Monday, November 27, 2006


As a journalist at PC World:

In a move that has sparked a commotion amongst its users, Web hosting service provider, Jumba, has announced that it will withdraw its free Web hosting service as of December 8. All existing free customers, with the exception of a select group of 70 non-profit or charity Web sites, now face an ultimatum: upgrade to a paid service, or have your site taken offline.

Repercussions were swift for the Melbourne-based company, as dissatisfied customers turned to Australian broadband forum, Whirlpool, to vent their frustrations.

Just eight months ago Jumba's new business development and customer service manager, Adam Ferguson, assured Whirlpool users that the company had every intention of keeping its Web hosting service free.

"If we turned around and stopped offering our free hosting and told people to upgrade to a paid account," he wrote prophetically, "any 'reputation' we had on Whirlpool would be all but gone."

But the abolition of its free Web hosting service is only one of several complaints that Jumba has accumulated on Whirlpool. The company has been labeled problematic, disappointing, "incompetent" and "a joke". And while there have been a faithful few customers supporting Jumba, they have been unable to counter the recent onslaught of censure.

Meanwhile, Jumba has been busying itself with improving its level of customer support, and its ability to deal with a fast-growing paying customer base, according to company director, Michael Banks.

"It's now been over 12 months since we originally started offering that particular [free hosting] service.
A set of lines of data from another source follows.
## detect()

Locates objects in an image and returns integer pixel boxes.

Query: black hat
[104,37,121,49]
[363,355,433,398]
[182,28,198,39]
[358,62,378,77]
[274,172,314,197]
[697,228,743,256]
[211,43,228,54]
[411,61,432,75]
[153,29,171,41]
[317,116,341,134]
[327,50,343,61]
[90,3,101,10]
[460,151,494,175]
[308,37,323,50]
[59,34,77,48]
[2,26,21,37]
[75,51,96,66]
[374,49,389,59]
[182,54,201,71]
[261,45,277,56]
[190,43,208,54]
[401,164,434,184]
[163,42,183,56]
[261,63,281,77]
We now have to shift our focus to our paying customers," he said. "A lot of our paying customers were either not referring clients to us because we still had free customers or didn't feel that we were at the level of professionalism of other companies, because we still had what they called a 'burden' of free customers."
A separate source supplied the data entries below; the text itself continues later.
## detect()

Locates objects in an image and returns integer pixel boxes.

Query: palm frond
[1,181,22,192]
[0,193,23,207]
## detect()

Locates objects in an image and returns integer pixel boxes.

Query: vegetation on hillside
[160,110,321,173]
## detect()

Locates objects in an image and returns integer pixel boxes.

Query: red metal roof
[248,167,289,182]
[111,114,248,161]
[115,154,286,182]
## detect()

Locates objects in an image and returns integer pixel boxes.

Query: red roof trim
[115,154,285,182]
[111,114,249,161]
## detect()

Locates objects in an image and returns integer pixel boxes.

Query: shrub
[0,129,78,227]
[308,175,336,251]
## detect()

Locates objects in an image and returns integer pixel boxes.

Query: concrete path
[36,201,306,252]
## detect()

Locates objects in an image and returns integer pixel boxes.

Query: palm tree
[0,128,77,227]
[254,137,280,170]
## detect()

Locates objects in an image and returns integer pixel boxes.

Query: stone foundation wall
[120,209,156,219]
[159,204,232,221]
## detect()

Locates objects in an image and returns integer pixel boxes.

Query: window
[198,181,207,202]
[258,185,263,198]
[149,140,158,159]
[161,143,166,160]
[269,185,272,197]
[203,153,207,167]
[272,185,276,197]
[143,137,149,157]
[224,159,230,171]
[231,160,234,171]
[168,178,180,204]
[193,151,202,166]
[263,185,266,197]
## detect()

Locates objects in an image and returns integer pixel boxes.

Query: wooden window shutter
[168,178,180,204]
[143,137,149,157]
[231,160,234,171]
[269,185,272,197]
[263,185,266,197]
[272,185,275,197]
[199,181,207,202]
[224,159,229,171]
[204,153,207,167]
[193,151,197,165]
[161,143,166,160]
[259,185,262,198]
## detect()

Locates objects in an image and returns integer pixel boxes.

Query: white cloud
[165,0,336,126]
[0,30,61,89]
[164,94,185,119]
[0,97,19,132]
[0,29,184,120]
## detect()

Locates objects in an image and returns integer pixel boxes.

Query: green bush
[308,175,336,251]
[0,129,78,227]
Banks explained that the past year has seen Jumba's customer base grow from 400 customers to nearly 10,000, only around 1,600 of which are free accounts. Managing the growth was a challenge, he said, as the company was simply not prepared to take on the sudden load of new customers.

"When you weigh up the fact that customers aren't referring people to us because we have this free hosting burden, you have to look at it from both sides," he said. "We looked at it long and hard, and we can support these customers better and the rest of our clients better by not having this burden on us anymore."

Besides discontinuing its free hosting service, Jumba has also increased its staff count from 10 to 12 people during the past six weeks. It has also appointed dedicated, full-time system administrators, and will introduce a custom built customer service system, JACSS (Jumba Advanced Customer Service System), early next month.

JACSS will allow customers to use one central system to view invoices, pay bills, update credit card information, store and manage cPanel sessions, as well as manage domain names. Customers will also be able to submit forms and request information via the service, and view where they are in a queue of support requests.

"If customers can self-serve with things like viewing invoices, paying accounts, requesting basic information, that is 90 percent of our workload at the moment," Banks said.